End-to-end ML project to predict Tox21 toxicity assay endpoints from molecular structure (SMILES) using RDKit Morgan fingerprints (ECFP-like). This repo benchmarks a strong baseline (Logistic Regression) against multiple XGBoost training strategies, emphasizing generalization to novel chemical scaffolds via scaffold splitting.
In early drug discovery, we often need to predict assay outcomes for new chemistry. A realistic evaluation is not a random split (which leaks scaffold information) but a scaffold split: test molecules belong to different scaffolds than training chemistry.
This repository demonstrates:
- reproducible dataset loading + scaffold split
- molecular featurization (Morgan fingerprints)
- baseline model (Logistic Regression)
- boosted tree models (XGBoost)
- early stopping with the native XGBoost API
- results reporting (PR-AUC / ROC-AUC) and plots
- model selection per endpoint (endpoint-dependent performance)

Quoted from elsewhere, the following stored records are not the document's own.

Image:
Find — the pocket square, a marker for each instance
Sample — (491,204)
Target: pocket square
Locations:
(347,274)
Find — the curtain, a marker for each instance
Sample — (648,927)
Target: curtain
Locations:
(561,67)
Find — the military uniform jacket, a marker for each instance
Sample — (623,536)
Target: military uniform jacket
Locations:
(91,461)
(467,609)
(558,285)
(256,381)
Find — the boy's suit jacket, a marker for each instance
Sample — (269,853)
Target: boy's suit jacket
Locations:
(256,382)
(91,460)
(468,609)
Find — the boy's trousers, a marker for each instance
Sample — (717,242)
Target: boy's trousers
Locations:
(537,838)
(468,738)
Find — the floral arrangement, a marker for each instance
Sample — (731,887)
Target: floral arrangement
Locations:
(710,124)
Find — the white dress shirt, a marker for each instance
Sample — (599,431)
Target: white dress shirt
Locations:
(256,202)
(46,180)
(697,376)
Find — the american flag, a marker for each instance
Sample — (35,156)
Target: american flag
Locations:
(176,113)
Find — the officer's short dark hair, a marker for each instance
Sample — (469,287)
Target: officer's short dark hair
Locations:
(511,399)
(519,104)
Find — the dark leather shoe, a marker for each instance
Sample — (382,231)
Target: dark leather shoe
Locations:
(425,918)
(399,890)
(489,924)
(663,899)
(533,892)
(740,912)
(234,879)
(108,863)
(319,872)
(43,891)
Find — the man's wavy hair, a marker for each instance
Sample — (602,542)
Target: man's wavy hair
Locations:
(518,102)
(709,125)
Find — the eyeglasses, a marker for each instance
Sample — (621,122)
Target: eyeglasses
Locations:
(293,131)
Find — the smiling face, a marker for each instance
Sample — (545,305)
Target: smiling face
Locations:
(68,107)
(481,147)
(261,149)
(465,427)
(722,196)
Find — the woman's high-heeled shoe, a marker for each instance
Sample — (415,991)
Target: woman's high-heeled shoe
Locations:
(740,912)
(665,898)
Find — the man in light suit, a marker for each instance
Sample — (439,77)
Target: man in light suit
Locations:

- Tox21 benchmark (12 binary classification endpoints)
- Accessed via
tdc.single_pred.Tox - Input: SMILES
- Labels: assay outcomes per endpoint
Endpoints:
NR-AR, NR-AR-LBD, NR-AhR, NR-Aromatase, NR-ER, NR-ER-LBD, NR-PPAR-gamma, SR-ARE, SR-ATAD5, SR-HSE, SR-MMP, SR-p53.
- Morgan fingerprints (ECFP-like)
radius=2,n_bits=2048- Computed with RDKit
- Scaffold split (train/valid/test = 0.8/0.1/0.1)
seed=42
- LR: Logistic Regression (
class_weight="balanced") with a smallCgrid. - XGB-grid: XGBoost sklearn wrapper with a small hyperparameter grid.
- XGB-ES: Native
xgboost.trainwith early stopping (fixed params). - XGB-ES+Grid: Native
xgboost.train+ early stopping + small grid over tree complexity / regularization.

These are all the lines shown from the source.